Greek legends tell of King Gordius who tied a rope on his chariot into a complex knot and an oracle who foretold that the person who untied the knot would become king of Asia. Ambitious warriors tried and failed to loosen the knot probably, as scientists presume, because Gordius spliced the ends together, formed a knot, and then wet the rope. When it dried in the hot sun, the knot could not be untied.
Then Alexander arrived with his sword and took a completely different approach to solving the problem. Now we call that “out of the box” thinking or creative problem solving. Some critics called it cheating, but others said it was the only way to solve an otherwise unsolvable problem.
Is your industry tied up in a convoluted, unsolvable knot?
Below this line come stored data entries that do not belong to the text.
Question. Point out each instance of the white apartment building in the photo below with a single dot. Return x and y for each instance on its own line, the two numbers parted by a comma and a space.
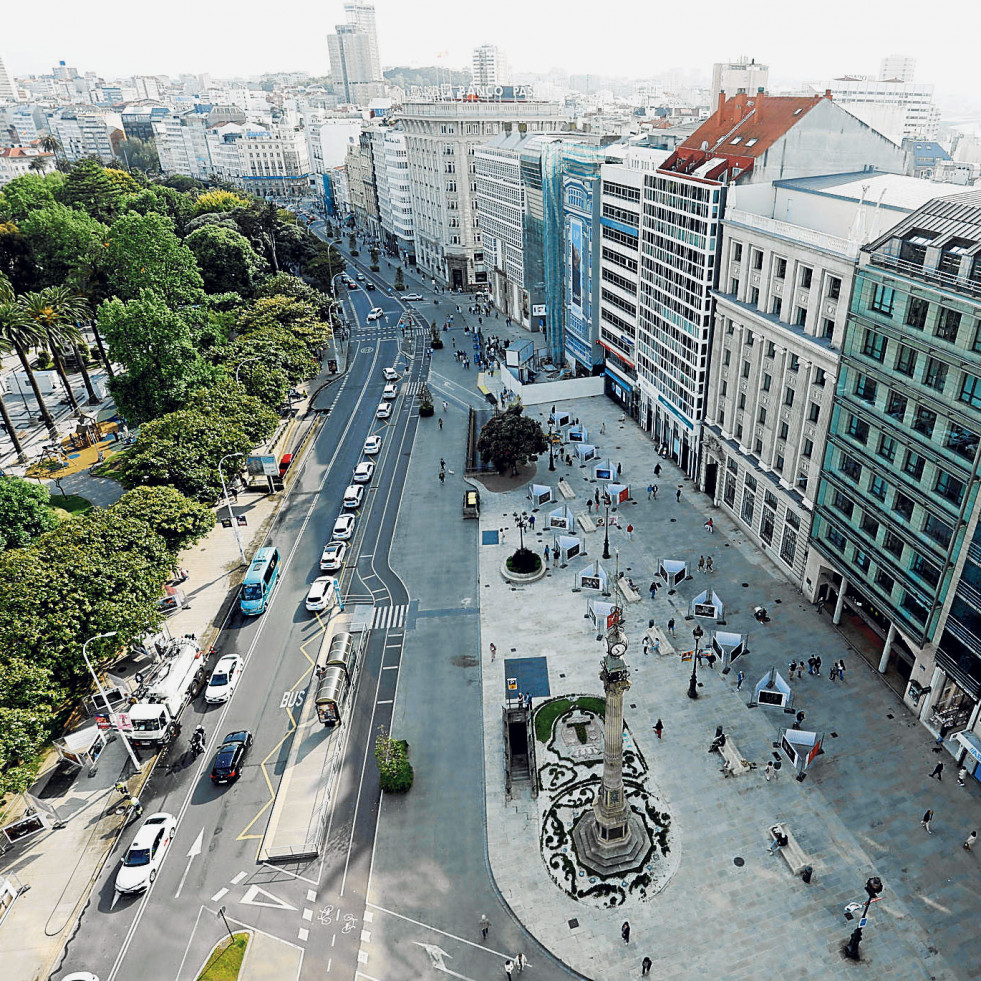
898, 109
788, 260
748, 140
500, 200
742, 75
441, 140
490, 66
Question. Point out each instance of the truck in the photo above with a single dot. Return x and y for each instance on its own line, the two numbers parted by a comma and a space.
178, 677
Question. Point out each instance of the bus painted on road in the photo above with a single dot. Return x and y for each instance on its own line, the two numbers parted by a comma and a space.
259, 581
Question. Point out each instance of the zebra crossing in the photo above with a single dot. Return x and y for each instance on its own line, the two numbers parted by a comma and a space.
389, 617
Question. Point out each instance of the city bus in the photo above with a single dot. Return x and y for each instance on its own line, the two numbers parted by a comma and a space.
259, 581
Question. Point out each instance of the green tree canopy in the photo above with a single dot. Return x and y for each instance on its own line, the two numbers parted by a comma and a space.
227, 261
509, 440
25, 512
178, 520
144, 252
65, 243
155, 344
183, 449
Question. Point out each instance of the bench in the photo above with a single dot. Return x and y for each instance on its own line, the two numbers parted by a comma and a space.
792, 852
731, 755
627, 591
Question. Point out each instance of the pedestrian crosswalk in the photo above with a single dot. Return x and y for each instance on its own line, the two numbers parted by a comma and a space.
389, 617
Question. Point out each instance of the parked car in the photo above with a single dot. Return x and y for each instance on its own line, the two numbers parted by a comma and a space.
145, 854
227, 765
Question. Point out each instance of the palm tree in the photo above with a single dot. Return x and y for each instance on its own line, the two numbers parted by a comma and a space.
56, 310
19, 332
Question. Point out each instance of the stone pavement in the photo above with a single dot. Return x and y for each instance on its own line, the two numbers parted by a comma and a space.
857, 813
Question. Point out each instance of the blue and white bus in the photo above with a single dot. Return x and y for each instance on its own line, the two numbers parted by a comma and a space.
259, 581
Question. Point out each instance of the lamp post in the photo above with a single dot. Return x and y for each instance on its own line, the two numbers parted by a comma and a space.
105, 698
231, 513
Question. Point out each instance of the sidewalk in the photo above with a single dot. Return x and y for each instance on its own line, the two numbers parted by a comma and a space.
740, 911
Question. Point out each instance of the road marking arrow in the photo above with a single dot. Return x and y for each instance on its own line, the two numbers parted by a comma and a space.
274, 902
196, 850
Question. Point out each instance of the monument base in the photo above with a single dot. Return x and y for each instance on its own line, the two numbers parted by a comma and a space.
608, 857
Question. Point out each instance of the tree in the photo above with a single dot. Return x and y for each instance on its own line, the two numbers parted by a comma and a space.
25, 512
227, 261
155, 343
510, 440
183, 449
144, 252
178, 520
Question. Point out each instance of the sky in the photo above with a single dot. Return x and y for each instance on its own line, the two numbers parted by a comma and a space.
626, 38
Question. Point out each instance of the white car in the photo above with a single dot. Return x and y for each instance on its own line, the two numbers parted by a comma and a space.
333, 556
353, 496
144, 855
223, 679
322, 594
343, 528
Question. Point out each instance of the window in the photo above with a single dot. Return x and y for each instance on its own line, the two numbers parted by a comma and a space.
866, 389
858, 429
948, 323
903, 505
893, 544
788, 547
883, 299
913, 465
971, 391
924, 421
949, 487
935, 375
874, 346
906, 361
916, 312
896, 406
937, 530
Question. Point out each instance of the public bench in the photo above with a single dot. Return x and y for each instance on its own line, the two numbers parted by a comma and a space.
792, 852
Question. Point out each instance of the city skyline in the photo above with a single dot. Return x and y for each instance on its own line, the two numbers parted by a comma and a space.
606, 48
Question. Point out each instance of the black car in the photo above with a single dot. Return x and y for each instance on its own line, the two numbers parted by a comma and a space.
227, 766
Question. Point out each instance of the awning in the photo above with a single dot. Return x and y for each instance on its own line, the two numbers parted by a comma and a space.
971, 743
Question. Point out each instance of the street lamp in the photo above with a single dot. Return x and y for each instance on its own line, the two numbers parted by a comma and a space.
231, 513
105, 698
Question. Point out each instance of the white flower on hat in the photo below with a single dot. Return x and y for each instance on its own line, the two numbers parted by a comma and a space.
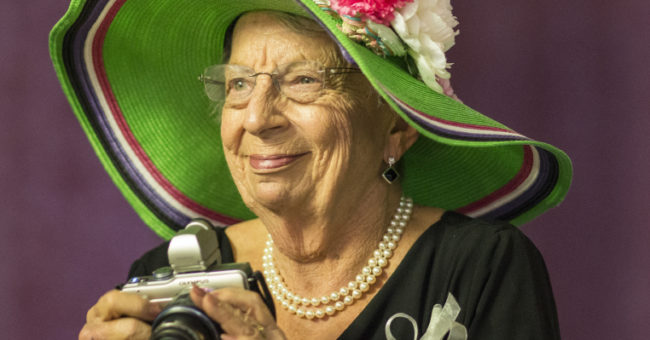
427, 28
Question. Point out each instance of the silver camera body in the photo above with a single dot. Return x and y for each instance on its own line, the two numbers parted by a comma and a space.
194, 259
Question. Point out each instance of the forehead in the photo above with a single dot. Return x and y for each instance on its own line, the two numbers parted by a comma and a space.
272, 38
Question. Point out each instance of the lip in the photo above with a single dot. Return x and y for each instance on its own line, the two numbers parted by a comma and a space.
272, 162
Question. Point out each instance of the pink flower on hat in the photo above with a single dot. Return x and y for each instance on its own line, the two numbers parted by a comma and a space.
379, 11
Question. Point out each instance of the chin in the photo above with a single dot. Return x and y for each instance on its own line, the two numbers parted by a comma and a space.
269, 195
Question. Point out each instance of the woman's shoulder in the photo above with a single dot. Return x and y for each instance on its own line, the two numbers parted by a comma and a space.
454, 227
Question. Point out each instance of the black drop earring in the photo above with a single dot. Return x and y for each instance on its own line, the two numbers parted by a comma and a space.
390, 174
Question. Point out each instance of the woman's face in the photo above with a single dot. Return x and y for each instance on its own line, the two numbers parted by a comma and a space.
282, 152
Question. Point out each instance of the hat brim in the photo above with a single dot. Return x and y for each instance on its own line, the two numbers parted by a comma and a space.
129, 69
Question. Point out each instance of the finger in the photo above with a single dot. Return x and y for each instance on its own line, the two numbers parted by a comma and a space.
229, 318
116, 304
248, 301
248, 319
124, 328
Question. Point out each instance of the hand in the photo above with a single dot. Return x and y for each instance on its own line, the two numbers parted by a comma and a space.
241, 313
119, 315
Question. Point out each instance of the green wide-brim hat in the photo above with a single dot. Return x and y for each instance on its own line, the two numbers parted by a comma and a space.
129, 69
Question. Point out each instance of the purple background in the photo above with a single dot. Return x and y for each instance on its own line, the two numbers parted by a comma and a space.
572, 73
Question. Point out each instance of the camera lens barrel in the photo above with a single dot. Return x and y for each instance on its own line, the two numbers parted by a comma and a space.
181, 320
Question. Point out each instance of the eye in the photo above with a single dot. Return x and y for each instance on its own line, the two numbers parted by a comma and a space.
306, 80
238, 84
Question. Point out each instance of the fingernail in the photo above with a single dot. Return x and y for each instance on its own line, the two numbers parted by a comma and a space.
154, 308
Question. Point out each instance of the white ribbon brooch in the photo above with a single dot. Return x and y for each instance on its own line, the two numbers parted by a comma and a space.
443, 321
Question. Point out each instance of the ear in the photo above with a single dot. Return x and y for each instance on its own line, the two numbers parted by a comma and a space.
401, 138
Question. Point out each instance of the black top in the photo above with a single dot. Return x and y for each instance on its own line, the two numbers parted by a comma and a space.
492, 269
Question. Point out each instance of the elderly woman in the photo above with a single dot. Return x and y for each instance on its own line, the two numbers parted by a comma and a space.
316, 102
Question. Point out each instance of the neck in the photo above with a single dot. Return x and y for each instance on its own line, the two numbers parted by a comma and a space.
320, 250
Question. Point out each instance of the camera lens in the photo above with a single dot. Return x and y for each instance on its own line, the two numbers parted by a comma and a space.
181, 320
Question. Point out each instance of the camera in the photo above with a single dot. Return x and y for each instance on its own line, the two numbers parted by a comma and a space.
194, 259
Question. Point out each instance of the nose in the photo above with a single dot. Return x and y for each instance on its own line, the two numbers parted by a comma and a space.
263, 115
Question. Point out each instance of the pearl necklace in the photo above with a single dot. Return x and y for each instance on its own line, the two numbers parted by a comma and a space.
336, 301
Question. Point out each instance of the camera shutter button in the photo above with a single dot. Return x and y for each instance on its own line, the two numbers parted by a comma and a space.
162, 273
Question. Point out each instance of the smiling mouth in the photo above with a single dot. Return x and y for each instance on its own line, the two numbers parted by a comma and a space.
270, 162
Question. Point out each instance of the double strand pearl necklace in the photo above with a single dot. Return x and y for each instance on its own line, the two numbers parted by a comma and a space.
330, 304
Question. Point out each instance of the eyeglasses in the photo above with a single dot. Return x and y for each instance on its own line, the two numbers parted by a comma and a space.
302, 81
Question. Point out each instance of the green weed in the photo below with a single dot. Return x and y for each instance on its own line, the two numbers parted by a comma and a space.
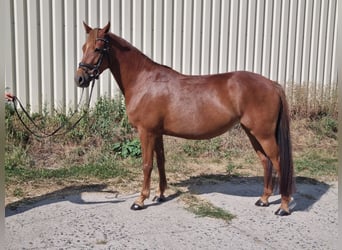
203, 208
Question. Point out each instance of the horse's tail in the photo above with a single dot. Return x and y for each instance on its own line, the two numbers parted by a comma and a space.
286, 178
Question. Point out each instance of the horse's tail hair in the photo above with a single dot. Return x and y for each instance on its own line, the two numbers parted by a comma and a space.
286, 178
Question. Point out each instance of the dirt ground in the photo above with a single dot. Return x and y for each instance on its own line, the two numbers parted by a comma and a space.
95, 217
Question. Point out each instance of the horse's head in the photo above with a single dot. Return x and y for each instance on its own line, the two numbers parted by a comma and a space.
95, 56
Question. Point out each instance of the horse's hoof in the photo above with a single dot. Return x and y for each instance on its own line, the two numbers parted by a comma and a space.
159, 199
282, 212
136, 207
260, 203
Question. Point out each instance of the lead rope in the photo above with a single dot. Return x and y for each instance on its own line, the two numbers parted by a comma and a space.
42, 134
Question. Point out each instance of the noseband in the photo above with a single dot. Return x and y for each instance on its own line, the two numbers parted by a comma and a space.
94, 70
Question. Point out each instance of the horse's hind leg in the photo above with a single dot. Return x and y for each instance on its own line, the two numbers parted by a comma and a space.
268, 170
159, 149
271, 149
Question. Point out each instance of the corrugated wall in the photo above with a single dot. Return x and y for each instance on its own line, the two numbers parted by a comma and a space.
290, 41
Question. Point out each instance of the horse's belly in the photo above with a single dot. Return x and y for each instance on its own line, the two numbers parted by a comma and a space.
201, 126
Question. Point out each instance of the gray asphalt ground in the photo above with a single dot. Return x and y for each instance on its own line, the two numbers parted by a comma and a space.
97, 219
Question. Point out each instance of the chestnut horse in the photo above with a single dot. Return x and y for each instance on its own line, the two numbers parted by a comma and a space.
161, 101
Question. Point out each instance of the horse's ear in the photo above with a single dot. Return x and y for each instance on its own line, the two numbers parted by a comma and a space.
86, 27
106, 28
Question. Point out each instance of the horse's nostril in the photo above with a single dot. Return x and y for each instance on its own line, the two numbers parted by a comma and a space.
79, 80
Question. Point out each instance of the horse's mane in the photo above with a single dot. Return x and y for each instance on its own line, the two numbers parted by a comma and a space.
124, 45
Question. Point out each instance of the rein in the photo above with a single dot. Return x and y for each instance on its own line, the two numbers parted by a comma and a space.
93, 72
41, 133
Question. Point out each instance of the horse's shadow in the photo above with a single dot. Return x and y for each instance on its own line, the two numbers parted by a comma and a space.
308, 190
72, 194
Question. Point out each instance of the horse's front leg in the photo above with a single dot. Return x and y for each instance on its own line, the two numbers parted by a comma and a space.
159, 149
147, 141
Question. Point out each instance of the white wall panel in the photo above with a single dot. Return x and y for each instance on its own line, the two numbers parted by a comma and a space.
290, 41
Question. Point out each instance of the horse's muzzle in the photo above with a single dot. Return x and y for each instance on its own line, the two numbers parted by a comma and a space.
82, 79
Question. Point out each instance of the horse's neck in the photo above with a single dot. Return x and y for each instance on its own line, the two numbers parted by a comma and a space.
126, 62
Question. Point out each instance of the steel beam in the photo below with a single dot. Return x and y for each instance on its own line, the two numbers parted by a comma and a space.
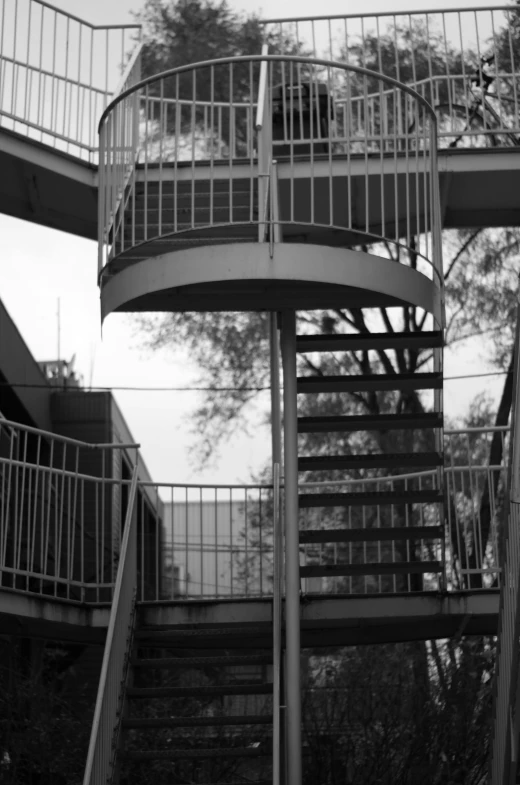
292, 557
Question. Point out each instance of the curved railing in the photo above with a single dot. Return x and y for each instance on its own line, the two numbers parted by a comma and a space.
57, 74
441, 50
353, 179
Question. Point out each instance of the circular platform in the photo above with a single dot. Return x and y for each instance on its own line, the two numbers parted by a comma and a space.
253, 277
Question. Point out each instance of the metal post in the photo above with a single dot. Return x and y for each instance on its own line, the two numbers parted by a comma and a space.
276, 429
276, 420
292, 557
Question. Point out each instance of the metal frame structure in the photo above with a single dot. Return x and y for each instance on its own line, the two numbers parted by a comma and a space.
57, 73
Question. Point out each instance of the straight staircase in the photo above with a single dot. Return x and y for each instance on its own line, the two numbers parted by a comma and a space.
198, 707
390, 537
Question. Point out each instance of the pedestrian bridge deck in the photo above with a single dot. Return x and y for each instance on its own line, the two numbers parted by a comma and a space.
340, 620
51, 188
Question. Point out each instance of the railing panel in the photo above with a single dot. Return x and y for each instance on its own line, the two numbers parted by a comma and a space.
331, 125
466, 62
57, 74
60, 521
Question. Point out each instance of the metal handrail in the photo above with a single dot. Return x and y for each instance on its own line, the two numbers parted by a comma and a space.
270, 59
385, 13
83, 21
136, 55
101, 753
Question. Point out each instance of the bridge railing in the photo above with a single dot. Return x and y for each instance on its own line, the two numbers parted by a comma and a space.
506, 696
443, 50
205, 114
218, 540
62, 506
57, 74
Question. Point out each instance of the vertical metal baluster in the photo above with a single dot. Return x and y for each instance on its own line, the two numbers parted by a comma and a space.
176, 153
260, 543
27, 64
162, 131
79, 89
45, 568
231, 539
14, 89
231, 143
215, 514
20, 514
193, 126
246, 552
91, 117
201, 544
515, 75
186, 534
66, 82
3, 64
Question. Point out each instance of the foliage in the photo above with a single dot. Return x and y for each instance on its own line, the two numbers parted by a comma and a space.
402, 713
45, 715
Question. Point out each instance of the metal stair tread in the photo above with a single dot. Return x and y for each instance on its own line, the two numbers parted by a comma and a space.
312, 536
369, 382
367, 422
381, 568
367, 498
262, 688
194, 722
369, 460
358, 341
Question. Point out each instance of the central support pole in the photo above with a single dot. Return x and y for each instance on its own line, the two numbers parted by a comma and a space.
292, 551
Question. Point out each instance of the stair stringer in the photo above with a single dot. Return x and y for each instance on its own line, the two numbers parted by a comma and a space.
246, 277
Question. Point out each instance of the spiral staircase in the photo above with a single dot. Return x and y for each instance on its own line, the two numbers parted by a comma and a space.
275, 202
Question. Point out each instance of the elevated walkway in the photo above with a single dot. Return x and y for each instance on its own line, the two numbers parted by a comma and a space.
326, 621
478, 187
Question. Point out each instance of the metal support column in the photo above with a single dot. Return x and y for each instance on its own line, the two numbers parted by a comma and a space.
276, 419
276, 435
292, 556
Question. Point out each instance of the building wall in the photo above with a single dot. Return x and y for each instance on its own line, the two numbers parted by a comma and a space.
29, 405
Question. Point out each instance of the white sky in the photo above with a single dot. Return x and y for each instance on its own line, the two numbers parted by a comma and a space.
39, 265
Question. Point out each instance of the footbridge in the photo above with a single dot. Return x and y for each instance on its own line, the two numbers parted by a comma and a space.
318, 173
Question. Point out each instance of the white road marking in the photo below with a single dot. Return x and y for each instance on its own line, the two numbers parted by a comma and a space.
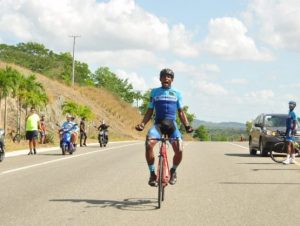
238, 145
62, 159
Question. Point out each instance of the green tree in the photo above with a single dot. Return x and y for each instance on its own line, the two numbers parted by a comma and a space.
190, 117
77, 110
7, 86
201, 133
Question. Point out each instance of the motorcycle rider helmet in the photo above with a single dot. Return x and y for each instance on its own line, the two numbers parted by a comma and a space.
166, 71
68, 115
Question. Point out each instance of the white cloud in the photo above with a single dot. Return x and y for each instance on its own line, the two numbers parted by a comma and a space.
261, 94
137, 82
181, 42
227, 38
103, 26
238, 81
131, 59
212, 89
278, 21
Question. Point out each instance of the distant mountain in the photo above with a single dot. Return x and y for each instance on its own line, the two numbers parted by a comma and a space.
219, 125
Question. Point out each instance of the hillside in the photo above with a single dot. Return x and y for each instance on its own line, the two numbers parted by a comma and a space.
121, 116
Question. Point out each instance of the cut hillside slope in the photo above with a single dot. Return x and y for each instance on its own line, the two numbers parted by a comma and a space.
121, 116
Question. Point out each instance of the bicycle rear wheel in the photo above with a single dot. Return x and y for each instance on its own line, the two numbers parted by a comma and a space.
279, 152
160, 182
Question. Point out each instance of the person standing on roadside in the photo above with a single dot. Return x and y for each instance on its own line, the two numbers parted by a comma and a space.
83, 135
42, 130
291, 130
32, 126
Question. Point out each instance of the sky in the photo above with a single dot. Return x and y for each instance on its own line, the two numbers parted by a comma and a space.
232, 59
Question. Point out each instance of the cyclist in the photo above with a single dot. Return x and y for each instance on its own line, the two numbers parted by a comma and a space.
166, 101
291, 129
104, 127
72, 127
32, 127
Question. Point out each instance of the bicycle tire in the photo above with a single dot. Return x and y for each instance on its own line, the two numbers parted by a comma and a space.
279, 152
160, 182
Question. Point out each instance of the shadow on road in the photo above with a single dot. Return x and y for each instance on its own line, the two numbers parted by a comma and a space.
239, 155
51, 154
273, 169
130, 204
258, 183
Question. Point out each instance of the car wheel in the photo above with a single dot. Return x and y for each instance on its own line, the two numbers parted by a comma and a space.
252, 151
263, 151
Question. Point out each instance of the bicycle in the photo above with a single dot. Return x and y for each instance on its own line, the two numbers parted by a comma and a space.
279, 151
163, 169
15, 136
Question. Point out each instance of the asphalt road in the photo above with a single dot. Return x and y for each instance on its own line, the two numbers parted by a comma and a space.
218, 184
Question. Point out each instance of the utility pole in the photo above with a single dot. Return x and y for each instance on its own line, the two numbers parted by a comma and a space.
73, 64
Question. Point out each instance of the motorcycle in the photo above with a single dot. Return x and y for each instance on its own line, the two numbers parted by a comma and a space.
65, 142
2, 146
103, 137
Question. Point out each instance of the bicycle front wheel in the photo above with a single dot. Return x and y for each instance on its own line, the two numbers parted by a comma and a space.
279, 152
160, 181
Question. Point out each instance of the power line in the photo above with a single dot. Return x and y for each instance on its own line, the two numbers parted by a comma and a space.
73, 64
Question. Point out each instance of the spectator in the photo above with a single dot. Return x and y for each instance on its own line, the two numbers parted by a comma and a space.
32, 127
83, 135
42, 130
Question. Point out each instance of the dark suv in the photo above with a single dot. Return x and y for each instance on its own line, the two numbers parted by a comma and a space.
264, 132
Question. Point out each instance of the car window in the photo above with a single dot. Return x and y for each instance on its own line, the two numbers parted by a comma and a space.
275, 121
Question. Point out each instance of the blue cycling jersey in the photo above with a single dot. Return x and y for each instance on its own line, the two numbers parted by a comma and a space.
166, 102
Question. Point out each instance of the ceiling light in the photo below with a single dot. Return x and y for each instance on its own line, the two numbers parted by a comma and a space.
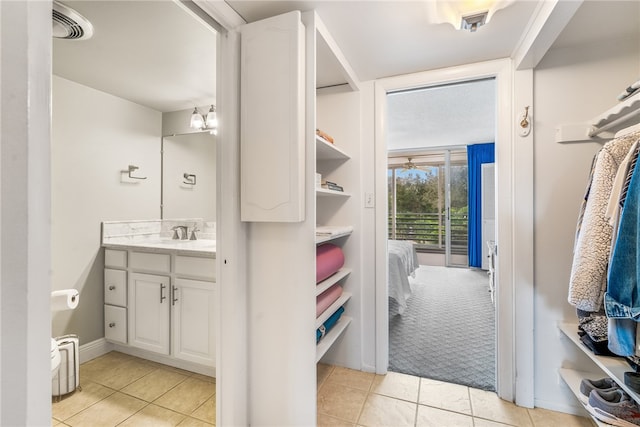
464, 14
201, 122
Do all the executives who started working in the industry right out of college or business school think alike? Does your industry need an Alexander? And, if so, how do you assess an Alexander hired from outside your industry to effect change? How do you predict his or her actions?
Today’s Wall Street Journal reviews how outsider Sergio Marchionne turned around almost bankrupt Fiat SpA. He junked numerous industry truisms:
-Close plants to cut costs as sales decline, but he reversed a decision to close a troubled Fiat plant and he kept all of Fiat’s plants open. He slashed management and overhead instead.
-Closely guard your proprietary technology for its competitive advantage, but he sold Fiat components to as many competitors as possible.
-Build a working prototype of a new model, but forget the prototype, he said, but do what the customer focus groups want.
-Ally with larger companies to gain buying power, but he negotiated a cancellation of Fiat’s contract with GM and allied with smaller auto makers such as Turkey’s Tofas and India’s Tata Motors.
How would an analyst have predicted what actions Marchionne would take at Fiat?
Simple, he made similar moves previously as CEO at Swiss firm, SGS SA, the market leader in goods inspection where he more than halved the number of management layers and cut expenses. (“Fiat SpA CEO Sergio Marchionne (LLB ’83) in Darwinian Battle,” by Mathias Ward, Feb 25, 2004, Bloomberg) SGS is also partially owned by the Agnelli family who are the largest shareholders in Fiat. The family nominated him to the Fiat board in 2003 and hired him as CEO in June 2004 based on the SGS turnaround.
A quick Google search revealed his past actions in this case, but other outside-of-the-industry hires may take more research effort to understand what he/she will do to make your competitor more of a threat.